这明明是错误的认知,可大家却诡异地为错误找到了合理性,莫名就自圆其说了。

随着日子一天天过去,贺祠年心中的困惑也越来越多。

他儿时的最好的伙伴江余,不知为何也变成了江以谕的脸。换句话来说,江余好像一直都是小时候的江以谕。

江以谕在荒废公园突然出现在他身边,陪伴他度过童年时光,在一场意外中消失,多年后,又转学到了联数中学。

更奇怪的是,他童年记忆中好多人的脸,都变成了江以谕的面孔。江余不在的时候,他看到江以谕恢复了成年人的体型,夹着公文包匆忙前往单位,有时出现在正在筹备打官司的周茹风和贺佑俊附近,隔着熙熙攘攘的人群,看着坐在角落的椅子上,小心翼翼不敢说话的小孩。

有时出现在小卖部,主动跟考试没考好,垂头丧气的他打招呼,问要不要尝尝新口味的拖肥。

更让贺祠年震惊的是,08年的时候出现了位红极一时的推理小说作家,就连他爸那种只顾生意的人,都会去买杂志,在博客上等更新。

他趁家里没人的时候,打开贺佑俊的电脑看过博客,还看到了网友从作家大会大合影中截出的叶越的照片,是个单眼皮,戴黑框眼镜的成年人。

可此时此刻,叶越的脸同样幻化成了江以谕的面庞。

他去搜了旧照片,照片是的叶越就是他印象中的样子,可记忆中的叶越,就是江以谕的模样。

可那时候的江以谕,明明也还是个小学生。

有朋友说他可能是得了臆想症,也有人认为他这是因为创伤,记忆紊乱了,让他去医院寻找医生的帮助。贺祠年才吃了两天医院开的药,就把药丢在了一旁。他在想,江以谕根本不是因为臆想症出现的人,万一他吃药把那些事忘记了,怎么办?本来就只有他记得,他绝对不能忘记。
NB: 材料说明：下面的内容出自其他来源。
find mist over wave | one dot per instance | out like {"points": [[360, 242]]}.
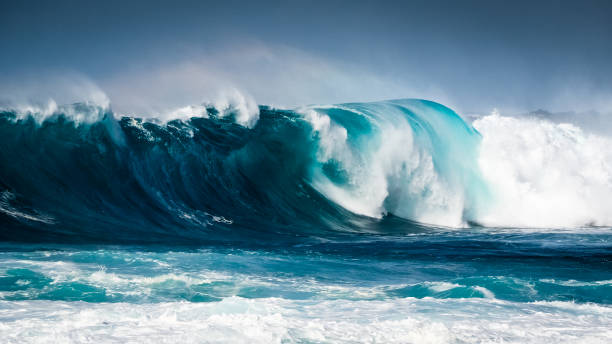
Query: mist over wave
{"points": [[214, 171]]}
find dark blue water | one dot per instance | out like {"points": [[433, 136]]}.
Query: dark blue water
{"points": [[361, 222]]}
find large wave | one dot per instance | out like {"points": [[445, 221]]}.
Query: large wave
{"points": [[229, 172]]}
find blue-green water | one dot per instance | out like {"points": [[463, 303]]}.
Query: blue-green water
{"points": [[374, 222]]}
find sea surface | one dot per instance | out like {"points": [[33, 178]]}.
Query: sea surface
{"points": [[386, 222]]}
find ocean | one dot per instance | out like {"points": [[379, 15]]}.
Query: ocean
{"points": [[384, 222]]}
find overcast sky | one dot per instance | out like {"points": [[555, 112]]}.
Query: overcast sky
{"points": [[155, 55]]}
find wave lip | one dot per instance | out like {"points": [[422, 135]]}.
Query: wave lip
{"points": [[231, 172]]}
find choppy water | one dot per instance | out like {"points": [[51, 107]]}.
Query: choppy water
{"points": [[373, 222]]}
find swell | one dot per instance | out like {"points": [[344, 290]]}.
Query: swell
{"points": [[129, 179], [82, 173]]}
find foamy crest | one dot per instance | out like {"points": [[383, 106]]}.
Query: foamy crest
{"points": [[544, 174], [389, 173]]}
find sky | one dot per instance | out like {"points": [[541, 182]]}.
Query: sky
{"points": [[152, 56]]}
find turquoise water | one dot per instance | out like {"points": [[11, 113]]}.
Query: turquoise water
{"points": [[363, 222]]}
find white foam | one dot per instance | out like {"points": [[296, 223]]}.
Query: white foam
{"points": [[389, 167], [238, 320], [544, 174]]}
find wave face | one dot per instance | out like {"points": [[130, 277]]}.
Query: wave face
{"points": [[80, 172]]}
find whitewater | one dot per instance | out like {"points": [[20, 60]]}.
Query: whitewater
{"points": [[391, 221]]}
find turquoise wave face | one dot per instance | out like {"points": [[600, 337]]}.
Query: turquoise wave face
{"points": [[412, 158], [315, 171]]}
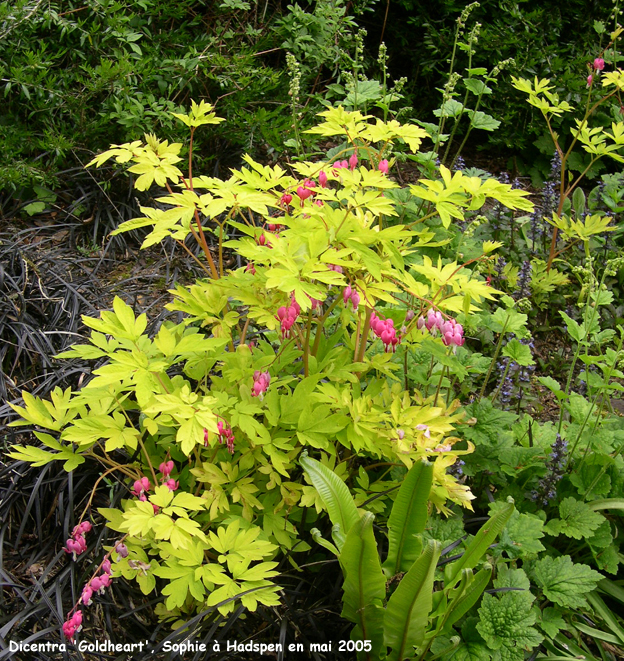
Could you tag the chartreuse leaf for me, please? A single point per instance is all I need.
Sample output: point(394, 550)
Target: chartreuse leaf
point(333, 492)
point(479, 545)
point(364, 583)
point(565, 583)
point(408, 518)
point(408, 608)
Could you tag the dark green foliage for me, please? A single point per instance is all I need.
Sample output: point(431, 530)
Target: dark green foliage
point(76, 77)
point(554, 40)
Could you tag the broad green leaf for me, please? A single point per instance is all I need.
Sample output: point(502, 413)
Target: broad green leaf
point(333, 492)
point(483, 121)
point(518, 352)
point(364, 582)
point(578, 520)
point(408, 608)
point(564, 582)
point(408, 518)
point(506, 624)
point(607, 504)
point(469, 597)
point(480, 543)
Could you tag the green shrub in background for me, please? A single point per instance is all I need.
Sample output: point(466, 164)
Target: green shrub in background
point(77, 75)
point(558, 40)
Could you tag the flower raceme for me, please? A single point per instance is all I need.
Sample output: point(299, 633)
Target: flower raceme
point(384, 329)
point(73, 625)
point(261, 383)
point(452, 332)
point(226, 433)
point(140, 487)
point(287, 316)
point(76, 544)
point(165, 468)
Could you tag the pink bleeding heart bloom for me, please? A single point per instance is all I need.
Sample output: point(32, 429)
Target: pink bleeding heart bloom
point(76, 544)
point(87, 595)
point(121, 549)
point(287, 316)
point(73, 625)
point(261, 383)
point(140, 487)
point(434, 320)
point(385, 331)
point(165, 468)
point(453, 334)
point(425, 429)
point(225, 433)
point(303, 193)
point(82, 528)
point(105, 580)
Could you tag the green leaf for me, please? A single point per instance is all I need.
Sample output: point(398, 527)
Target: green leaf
point(364, 583)
point(472, 647)
point(553, 386)
point(408, 518)
point(483, 121)
point(521, 536)
point(550, 621)
point(408, 608)
point(476, 86)
point(518, 352)
point(565, 583)
point(577, 520)
point(333, 492)
point(506, 624)
point(607, 504)
point(607, 615)
point(471, 595)
point(574, 330)
point(480, 543)
point(450, 108)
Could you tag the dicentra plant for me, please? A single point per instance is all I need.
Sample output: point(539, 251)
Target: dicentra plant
point(304, 346)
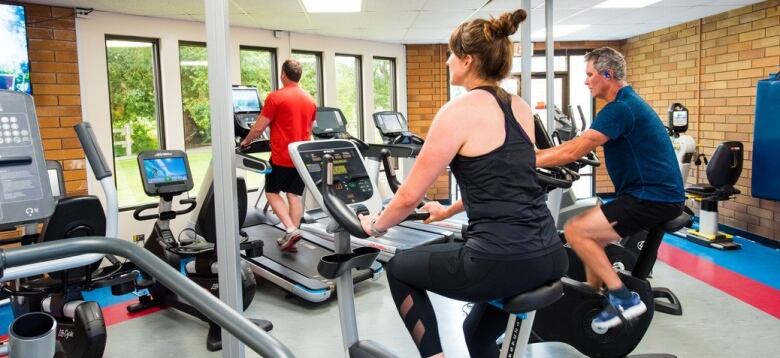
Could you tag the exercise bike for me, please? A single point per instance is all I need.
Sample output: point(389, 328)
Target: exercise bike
point(166, 173)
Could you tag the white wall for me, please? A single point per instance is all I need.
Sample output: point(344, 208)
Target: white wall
point(91, 36)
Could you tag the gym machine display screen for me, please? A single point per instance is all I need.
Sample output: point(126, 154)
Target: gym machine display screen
point(245, 100)
point(391, 123)
point(165, 172)
point(352, 184)
point(328, 122)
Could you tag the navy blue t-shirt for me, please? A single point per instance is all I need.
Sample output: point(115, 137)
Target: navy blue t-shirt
point(639, 155)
那天晚上,李暄来到他家,看了眼药,直接把瓶瓶罐罐都扔进垃圾桶,“年哥,你别觉得自己生病了,我相信你。你现在只是需要专业的人陪你聊聊天,我有个师姐就是做心理咨询的,工作室刚搬了家,就在附近,我帮你约了时间,下班后你抽空去一趟吧。”

“就当是敞开心扉聊一聊,想说的话都可以说,不需要有任何负担。师姐是专业的,不会因为你说的话,就把你当成疯子或精神病看,会认真倾听的。”
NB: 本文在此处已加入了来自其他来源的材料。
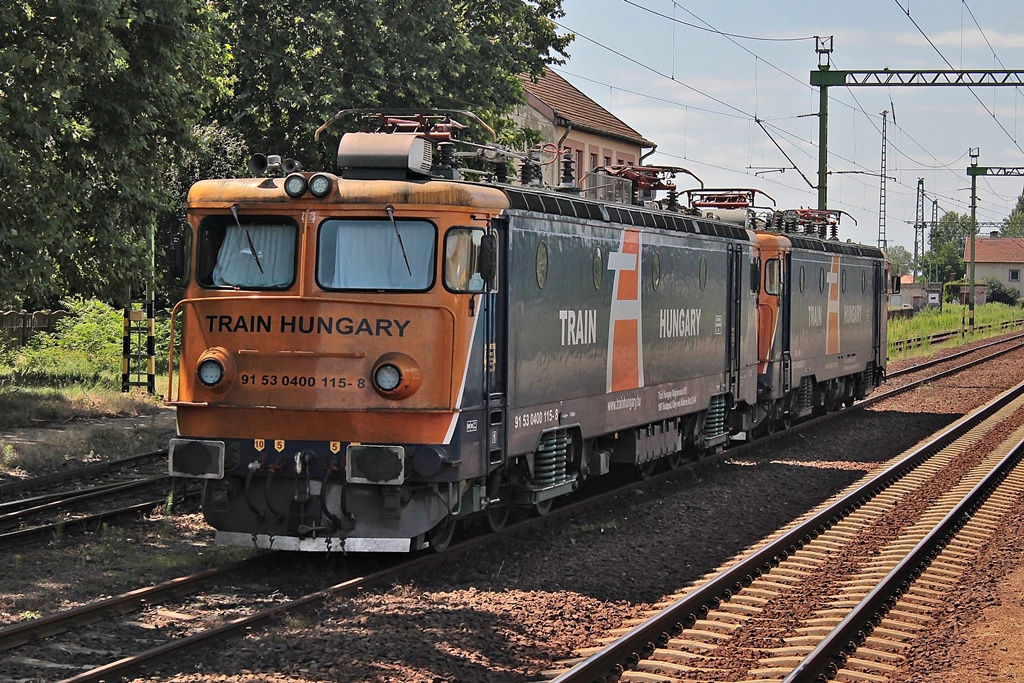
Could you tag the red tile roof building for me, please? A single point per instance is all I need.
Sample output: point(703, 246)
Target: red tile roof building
point(1001, 258)
point(565, 116)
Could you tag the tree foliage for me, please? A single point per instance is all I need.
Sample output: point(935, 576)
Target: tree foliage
point(109, 108)
point(295, 72)
point(943, 261)
point(1013, 225)
point(95, 100)
point(999, 292)
point(901, 258)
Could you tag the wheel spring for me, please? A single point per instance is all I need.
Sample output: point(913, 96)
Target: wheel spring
point(868, 376)
point(715, 424)
point(804, 400)
point(551, 457)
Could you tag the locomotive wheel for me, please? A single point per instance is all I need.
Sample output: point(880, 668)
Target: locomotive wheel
point(498, 516)
point(676, 460)
point(439, 537)
point(647, 469)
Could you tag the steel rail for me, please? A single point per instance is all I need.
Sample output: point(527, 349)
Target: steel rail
point(25, 632)
point(832, 653)
point(642, 640)
point(78, 473)
point(958, 354)
point(73, 498)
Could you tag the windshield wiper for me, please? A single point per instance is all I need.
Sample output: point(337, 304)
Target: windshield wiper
point(252, 247)
point(390, 214)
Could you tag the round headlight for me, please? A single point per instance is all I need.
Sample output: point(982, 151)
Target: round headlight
point(295, 185)
point(210, 372)
point(321, 184)
point(387, 377)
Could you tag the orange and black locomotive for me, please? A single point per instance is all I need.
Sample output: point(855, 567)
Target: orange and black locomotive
point(370, 356)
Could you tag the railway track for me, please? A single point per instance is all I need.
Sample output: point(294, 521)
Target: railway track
point(175, 639)
point(846, 589)
point(35, 508)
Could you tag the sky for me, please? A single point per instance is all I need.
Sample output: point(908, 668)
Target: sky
point(696, 76)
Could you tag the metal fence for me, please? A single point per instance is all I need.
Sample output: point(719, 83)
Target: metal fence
point(19, 326)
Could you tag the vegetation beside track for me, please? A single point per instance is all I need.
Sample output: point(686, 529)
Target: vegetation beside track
point(930, 322)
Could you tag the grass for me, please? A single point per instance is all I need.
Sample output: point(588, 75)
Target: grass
point(952, 317)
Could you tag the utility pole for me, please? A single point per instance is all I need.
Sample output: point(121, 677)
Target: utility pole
point(883, 243)
point(919, 226)
point(824, 77)
point(974, 171)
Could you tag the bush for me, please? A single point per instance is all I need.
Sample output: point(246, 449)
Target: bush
point(999, 292)
point(84, 349)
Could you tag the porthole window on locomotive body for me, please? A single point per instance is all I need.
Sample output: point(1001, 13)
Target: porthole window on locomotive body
point(542, 264)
贺祠年接过名片,名片是烫金工艺的,上面印着:慢云心理工作室。

“工作室是两人合开的,我师姐叫杨羽澜,最近应该都是她在。”李暄补充道:“另位前辈是梁梓竹,你不一定能见到,但你放心,她们两人都很好。拜托了年哥,你一定要去。”

贺祠年久久凝视着名片。

周四,他向领导请了半天假,提早几小时离开了律所。中途他接了个当事人的电话,稍微耽搁个一会儿。

午后四点半,贺祠年抵达了名片上的地点。

阳光正好,整片大地都是金色的,微风拂面,夹杂着些许凉意。

贺祠年来到15楼,轻扣房门。这栋大楼都是新的,水泥地面,很多户都没装修完毕。

门很快被拉开,光倾泻而出,心理医生请他进屋。

贺祠年脱掉外套,礼貌伸手:“让您久等了,我是贺祠年,李暄的朋友。这是我的名片。”

“您好,不用这么客气,李暄和我说过了,我叫杨羽澜。”心理医生道:“进来坐吧,我去倒杯茶。这里刚装修完不久,可能有点乱。”

贺祠年道谢,环顾四周。正厅堆着几个纸箱,相片墙摆到一半,虽然杂物多,但打扫得很干净。
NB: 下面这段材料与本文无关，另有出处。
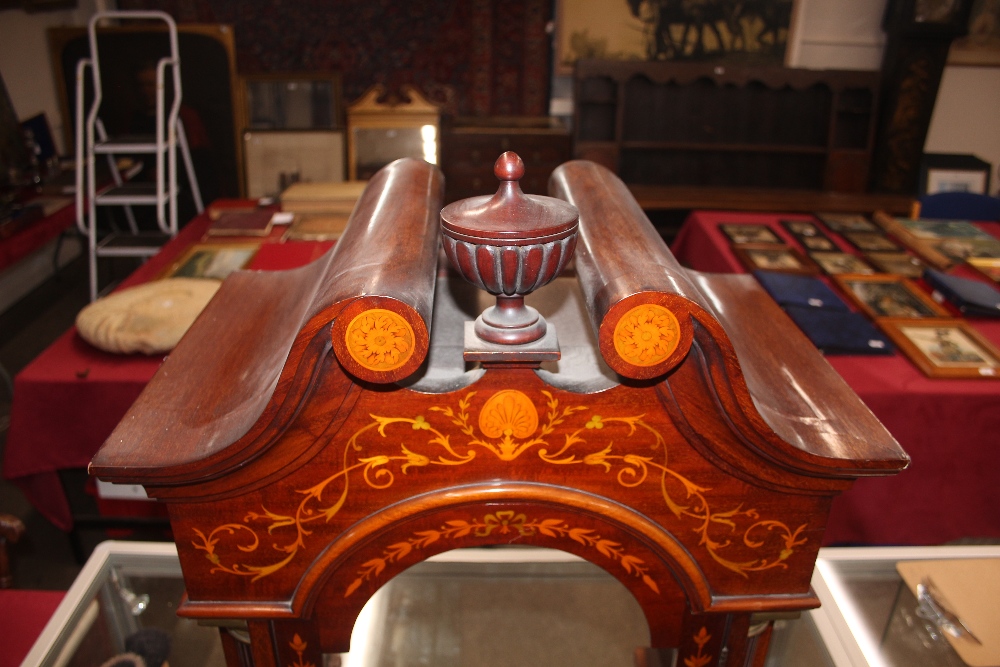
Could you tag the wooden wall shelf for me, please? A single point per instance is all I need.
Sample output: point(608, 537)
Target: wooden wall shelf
point(702, 124)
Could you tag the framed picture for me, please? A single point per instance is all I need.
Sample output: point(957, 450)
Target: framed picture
point(944, 348)
point(889, 296)
point(819, 243)
point(958, 250)
point(740, 233)
point(981, 46)
point(896, 263)
point(870, 242)
point(292, 101)
point(835, 263)
point(210, 109)
point(212, 260)
point(771, 257)
point(924, 228)
point(800, 228)
point(847, 222)
point(277, 158)
point(728, 33)
point(989, 267)
point(936, 180)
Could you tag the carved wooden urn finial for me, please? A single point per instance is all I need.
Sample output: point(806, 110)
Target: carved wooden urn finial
point(509, 244)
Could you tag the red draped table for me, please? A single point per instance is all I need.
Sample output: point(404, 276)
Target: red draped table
point(69, 399)
point(950, 428)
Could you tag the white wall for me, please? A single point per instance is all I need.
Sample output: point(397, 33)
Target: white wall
point(966, 116)
point(25, 63)
point(837, 34)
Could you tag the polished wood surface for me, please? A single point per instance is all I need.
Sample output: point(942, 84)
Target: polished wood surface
point(704, 486)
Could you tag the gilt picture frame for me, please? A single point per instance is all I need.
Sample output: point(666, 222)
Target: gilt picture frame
point(949, 348)
point(884, 295)
point(212, 260)
point(773, 257)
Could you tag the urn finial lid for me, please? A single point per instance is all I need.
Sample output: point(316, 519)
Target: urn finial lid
point(509, 217)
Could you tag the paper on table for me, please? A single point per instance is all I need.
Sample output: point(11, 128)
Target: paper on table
point(972, 588)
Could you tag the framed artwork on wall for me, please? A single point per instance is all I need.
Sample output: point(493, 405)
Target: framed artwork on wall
point(981, 46)
point(731, 32)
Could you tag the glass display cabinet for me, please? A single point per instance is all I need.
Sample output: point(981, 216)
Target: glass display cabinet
point(504, 606)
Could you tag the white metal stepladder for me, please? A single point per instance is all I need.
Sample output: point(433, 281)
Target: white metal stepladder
point(92, 139)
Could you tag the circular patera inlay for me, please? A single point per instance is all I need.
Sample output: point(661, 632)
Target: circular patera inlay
point(380, 340)
point(508, 413)
point(647, 334)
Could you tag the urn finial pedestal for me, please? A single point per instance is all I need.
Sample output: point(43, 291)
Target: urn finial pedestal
point(509, 244)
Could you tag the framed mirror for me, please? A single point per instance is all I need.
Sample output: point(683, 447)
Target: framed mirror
point(383, 128)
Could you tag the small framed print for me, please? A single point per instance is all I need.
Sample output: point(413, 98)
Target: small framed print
point(836, 263)
point(871, 242)
point(987, 266)
point(820, 243)
point(959, 250)
point(896, 263)
point(889, 296)
point(944, 348)
point(212, 260)
point(801, 228)
point(770, 257)
point(741, 234)
point(847, 222)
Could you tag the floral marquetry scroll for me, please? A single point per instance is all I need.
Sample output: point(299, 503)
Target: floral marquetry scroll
point(506, 522)
point(572, 437)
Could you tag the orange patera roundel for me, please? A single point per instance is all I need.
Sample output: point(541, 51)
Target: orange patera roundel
point(380, 340)
point(647, 334)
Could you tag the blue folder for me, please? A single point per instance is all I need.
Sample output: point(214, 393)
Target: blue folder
point(971, 297)
point(839, 332)
point(802, 291)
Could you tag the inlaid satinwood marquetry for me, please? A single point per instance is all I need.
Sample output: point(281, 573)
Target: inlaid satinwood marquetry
point(380, 340)
point(309, 456)
point(647, 335)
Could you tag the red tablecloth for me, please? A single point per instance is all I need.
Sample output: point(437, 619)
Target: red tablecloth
point(950, 428)
point(24, 615)
point(69, 399)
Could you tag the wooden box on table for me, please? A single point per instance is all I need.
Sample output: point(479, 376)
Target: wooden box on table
point(318, 431)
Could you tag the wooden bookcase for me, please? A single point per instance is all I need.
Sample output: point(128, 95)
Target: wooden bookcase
point(697, 124)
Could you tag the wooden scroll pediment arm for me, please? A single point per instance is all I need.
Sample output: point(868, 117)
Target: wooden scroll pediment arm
point(255, 354)
point(655, 319)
他走进咨询室,可移动桌板上放着杯热水。杨羽澜轻轻关上了门,坐在他对面,告知他今天的对话会全程保密。

贺祠年看着热水中冒出的热气,深呼吸,在痛苦与迷茫多日后,终于开口道:“您觉得这种事是可能的吗?一个人能同时拥有无数个身份,很多人接触过他,可他在每个人记忆里留下的身份都是不同的。”